Le disque d’une artiste à l’imagination féconde et libre
Sans doute n’avez-vous jamais entendu parler de Pikku. C’est tout à fait normal car cette jeune musicienne d’origine polonaise, âgée de 22 ans (et qui a eu la chance - ou pas ! - de grandir dans la ville de naissance de Klaus Kinski) publie son premier album : album où son imaginaire enchanté est chanté en polonais, anglais, français ou japonais.
Pleine de fantaisie, les chansons de Pikku sont sans exubérance aucune ; non, rien n’est farfelu ici, ni gratuit.

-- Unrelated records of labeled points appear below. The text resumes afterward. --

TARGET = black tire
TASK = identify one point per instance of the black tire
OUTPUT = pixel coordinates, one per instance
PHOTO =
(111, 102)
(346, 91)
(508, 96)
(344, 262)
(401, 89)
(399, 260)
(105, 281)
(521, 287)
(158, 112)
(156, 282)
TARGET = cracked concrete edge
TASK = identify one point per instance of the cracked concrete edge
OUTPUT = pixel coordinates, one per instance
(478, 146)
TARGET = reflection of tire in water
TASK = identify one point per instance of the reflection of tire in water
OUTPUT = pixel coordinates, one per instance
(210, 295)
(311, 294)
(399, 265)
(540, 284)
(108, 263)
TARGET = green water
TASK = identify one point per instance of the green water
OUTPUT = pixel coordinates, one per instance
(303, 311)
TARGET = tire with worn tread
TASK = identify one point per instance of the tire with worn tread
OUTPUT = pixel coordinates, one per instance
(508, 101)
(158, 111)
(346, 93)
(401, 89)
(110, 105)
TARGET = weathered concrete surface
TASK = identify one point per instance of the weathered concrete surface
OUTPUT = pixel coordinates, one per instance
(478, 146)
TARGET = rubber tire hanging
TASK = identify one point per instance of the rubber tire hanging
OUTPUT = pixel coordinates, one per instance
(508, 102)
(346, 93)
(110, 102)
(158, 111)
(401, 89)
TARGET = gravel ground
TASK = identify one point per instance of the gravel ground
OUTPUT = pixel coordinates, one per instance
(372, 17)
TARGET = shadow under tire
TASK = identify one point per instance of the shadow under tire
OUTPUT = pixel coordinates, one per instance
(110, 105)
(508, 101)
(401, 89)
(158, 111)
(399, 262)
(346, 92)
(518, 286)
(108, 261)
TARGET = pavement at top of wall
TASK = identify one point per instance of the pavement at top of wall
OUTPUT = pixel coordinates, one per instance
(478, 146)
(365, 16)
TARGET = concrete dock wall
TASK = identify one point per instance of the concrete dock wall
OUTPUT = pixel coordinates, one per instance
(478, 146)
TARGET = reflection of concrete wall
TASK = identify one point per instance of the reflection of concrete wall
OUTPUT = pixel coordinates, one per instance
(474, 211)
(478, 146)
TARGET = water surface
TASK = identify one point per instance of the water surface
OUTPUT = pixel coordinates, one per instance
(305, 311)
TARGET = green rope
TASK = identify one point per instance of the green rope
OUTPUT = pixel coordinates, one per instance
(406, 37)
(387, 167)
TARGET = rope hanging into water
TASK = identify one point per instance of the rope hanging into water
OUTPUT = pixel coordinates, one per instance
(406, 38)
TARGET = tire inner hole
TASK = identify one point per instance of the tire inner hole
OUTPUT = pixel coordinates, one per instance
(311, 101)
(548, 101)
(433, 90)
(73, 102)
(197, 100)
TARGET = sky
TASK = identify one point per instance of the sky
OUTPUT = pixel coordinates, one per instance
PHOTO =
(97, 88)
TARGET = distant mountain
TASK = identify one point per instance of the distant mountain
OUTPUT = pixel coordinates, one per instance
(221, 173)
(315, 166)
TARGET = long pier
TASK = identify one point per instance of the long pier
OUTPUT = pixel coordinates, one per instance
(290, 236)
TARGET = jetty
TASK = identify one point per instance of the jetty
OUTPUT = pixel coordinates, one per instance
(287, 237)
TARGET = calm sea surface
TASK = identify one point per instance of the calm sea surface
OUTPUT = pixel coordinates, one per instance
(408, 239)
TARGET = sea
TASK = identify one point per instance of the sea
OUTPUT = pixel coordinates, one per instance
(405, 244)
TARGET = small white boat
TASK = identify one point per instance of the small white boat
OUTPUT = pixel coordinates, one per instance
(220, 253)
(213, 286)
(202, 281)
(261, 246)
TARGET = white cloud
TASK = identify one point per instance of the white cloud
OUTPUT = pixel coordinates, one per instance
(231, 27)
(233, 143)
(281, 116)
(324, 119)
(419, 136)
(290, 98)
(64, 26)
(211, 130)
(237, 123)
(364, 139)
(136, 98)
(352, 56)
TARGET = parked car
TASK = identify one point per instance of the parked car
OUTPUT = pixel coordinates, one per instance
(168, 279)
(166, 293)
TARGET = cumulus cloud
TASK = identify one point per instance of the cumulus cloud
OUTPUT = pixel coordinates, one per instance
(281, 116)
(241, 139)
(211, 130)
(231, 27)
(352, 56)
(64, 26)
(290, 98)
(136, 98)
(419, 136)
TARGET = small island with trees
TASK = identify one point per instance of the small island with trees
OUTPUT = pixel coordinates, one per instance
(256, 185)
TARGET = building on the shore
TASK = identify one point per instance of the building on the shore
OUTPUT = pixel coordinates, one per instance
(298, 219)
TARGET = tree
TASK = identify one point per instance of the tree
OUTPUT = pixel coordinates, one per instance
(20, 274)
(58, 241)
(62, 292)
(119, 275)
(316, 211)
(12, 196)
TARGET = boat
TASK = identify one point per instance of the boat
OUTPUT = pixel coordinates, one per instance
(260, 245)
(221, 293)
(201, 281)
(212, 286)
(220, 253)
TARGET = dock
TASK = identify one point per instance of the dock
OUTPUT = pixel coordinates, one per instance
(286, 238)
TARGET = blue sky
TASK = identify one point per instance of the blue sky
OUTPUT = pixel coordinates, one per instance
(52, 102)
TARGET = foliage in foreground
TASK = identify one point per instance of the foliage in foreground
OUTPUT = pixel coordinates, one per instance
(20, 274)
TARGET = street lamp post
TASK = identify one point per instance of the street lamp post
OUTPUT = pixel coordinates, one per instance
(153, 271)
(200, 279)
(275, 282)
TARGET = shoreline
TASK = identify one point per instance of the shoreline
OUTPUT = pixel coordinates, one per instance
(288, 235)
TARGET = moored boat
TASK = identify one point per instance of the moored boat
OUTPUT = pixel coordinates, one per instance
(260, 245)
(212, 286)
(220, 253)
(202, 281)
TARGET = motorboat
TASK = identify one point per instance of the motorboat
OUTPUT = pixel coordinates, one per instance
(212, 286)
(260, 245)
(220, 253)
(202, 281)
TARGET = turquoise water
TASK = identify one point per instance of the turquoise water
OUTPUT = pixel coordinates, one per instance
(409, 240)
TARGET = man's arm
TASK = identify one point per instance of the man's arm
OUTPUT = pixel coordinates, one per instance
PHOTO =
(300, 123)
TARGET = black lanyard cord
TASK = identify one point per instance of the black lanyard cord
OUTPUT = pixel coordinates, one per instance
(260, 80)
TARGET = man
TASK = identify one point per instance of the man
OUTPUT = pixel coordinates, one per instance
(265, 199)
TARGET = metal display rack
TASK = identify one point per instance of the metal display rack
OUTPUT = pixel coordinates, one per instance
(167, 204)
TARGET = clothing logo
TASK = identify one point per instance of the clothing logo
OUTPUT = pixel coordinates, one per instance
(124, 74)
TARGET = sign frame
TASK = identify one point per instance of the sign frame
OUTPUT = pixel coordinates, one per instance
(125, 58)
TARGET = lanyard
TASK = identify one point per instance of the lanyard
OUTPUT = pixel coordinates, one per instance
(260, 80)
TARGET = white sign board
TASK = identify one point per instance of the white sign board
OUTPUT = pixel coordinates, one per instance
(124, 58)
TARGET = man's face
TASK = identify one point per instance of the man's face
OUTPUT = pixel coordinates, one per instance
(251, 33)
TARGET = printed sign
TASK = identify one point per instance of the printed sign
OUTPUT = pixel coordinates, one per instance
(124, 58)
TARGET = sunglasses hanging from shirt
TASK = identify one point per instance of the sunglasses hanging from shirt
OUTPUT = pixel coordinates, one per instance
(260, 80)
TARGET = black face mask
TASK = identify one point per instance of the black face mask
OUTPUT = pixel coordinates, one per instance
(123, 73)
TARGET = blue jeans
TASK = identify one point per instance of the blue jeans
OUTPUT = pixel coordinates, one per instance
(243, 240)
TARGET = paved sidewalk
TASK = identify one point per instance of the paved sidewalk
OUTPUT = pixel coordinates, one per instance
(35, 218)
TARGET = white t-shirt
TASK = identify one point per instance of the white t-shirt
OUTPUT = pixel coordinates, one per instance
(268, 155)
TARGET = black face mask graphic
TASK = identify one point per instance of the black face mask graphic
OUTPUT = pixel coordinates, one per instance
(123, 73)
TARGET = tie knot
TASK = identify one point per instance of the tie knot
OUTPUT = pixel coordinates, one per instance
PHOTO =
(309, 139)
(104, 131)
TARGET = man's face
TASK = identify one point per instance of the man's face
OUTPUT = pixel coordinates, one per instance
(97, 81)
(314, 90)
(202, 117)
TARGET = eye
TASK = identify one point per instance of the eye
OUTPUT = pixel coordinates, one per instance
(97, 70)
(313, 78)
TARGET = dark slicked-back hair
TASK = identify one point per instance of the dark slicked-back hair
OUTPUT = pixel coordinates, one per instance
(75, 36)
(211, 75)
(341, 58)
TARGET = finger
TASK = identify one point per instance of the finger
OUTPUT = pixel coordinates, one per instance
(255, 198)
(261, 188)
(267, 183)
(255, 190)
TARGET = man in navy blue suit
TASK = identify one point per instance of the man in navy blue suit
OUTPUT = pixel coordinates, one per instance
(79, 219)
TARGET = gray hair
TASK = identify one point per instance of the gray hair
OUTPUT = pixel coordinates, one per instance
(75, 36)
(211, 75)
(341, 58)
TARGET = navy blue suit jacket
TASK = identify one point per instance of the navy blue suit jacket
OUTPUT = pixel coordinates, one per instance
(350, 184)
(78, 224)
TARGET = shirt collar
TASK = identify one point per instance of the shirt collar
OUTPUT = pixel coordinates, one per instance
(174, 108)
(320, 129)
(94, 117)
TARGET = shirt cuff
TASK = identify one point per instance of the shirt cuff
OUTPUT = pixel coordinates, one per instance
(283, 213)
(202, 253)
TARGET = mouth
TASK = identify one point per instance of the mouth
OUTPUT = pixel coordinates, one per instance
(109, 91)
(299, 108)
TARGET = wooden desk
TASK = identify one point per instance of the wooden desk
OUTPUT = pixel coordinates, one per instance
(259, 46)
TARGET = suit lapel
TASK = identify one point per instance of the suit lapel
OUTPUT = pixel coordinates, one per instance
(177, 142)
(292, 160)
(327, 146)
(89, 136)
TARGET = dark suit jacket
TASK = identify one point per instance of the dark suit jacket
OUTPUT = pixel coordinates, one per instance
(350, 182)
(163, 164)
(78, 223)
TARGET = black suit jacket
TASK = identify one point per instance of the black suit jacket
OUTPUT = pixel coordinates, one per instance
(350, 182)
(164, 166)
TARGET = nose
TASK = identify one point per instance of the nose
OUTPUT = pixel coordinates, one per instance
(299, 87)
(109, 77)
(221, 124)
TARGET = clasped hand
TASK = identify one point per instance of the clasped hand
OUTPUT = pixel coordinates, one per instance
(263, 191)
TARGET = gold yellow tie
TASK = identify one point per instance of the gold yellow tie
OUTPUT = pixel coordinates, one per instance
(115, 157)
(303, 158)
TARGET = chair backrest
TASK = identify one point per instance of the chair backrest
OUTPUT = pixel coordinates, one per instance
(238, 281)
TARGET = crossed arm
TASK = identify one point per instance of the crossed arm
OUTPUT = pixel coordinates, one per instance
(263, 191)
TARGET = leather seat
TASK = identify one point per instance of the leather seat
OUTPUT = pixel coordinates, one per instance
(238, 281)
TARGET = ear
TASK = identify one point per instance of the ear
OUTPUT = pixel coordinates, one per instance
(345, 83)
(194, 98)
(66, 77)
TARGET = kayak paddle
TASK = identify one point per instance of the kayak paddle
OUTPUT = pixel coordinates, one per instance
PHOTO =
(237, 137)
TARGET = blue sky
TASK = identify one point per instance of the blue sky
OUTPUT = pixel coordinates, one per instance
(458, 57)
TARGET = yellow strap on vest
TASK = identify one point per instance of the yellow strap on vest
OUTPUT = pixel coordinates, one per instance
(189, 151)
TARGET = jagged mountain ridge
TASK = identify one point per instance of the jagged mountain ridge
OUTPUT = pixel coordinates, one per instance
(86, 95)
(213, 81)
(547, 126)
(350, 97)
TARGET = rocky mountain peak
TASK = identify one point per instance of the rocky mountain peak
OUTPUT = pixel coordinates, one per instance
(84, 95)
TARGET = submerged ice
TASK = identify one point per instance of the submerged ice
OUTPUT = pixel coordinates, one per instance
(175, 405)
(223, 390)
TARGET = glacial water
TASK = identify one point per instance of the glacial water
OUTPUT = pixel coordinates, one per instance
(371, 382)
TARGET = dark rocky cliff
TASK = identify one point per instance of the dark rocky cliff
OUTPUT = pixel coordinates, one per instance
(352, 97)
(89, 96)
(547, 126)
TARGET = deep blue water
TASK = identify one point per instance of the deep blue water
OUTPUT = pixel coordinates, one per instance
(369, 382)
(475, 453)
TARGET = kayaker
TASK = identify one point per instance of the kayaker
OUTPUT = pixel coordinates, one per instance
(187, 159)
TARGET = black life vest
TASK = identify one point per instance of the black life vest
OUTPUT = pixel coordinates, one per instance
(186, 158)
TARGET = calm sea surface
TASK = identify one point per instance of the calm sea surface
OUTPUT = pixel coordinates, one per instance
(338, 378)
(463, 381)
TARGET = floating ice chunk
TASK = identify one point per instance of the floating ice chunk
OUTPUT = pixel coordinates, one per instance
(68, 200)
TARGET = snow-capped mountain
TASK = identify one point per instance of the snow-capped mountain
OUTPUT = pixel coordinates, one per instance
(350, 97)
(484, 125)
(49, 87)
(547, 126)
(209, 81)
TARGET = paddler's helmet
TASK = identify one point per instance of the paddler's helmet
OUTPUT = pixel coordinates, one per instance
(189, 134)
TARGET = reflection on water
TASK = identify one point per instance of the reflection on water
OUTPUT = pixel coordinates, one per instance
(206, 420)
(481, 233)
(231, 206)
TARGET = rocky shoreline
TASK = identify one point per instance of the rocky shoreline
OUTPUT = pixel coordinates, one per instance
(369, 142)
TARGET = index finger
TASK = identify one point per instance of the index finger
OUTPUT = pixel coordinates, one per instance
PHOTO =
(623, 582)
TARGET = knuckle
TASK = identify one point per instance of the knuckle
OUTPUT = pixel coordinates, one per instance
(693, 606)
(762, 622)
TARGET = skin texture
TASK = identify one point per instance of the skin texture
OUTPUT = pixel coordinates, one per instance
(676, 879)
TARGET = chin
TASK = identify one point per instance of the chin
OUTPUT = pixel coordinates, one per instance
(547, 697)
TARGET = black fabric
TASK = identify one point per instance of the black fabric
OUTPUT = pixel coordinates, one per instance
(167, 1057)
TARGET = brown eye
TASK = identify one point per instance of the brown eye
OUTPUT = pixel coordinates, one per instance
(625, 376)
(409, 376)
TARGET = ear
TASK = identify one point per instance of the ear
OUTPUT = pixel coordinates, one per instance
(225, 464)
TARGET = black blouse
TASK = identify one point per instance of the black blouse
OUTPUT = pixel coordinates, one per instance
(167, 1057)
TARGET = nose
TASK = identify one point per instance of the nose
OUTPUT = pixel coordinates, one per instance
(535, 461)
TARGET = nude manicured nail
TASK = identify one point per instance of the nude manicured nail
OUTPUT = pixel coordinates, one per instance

Si sa voix comme son chant enfantin, dont le caractère clivant doit être souligné, évoquent Cocorosie, Björk, Mùm ou Kate Bush la musique, quant à elle, bien que puissant sans trahison ni excès prendre place dans ce sillage, échappe à tout qualificatif. La forme des morceaux, les différentes directions esthétiques, les choix de productions comme les très nombreux instruments donnent à sa musique une singularité certaine : kalimba, ukulélé, basson, balle de ping-pong, guitares, percussion électroniques ou organiques, marimba, piano, synthé, entrelacs de voix, violons, sons aquatiques, percussions aux résonnances de verre, boîte à rythmes, etc.
Bref, cet album est doté d’une riche palette de sons mais sans fourmillement sonore, tant chaque morceau semble épuré, nul effet ici, nulle démonstration. Car oui, le risque, lorsqu’on est doué, presque virtuose comme Pikku et que l’on a une imaginaire libre et fécond, est d’en faire démonstration, d’aller vers la surcharge (coucou les jazzeux) d’étaler et de s’étaler. Au contraire ici, les morceaux sont riches mais modestes et précis.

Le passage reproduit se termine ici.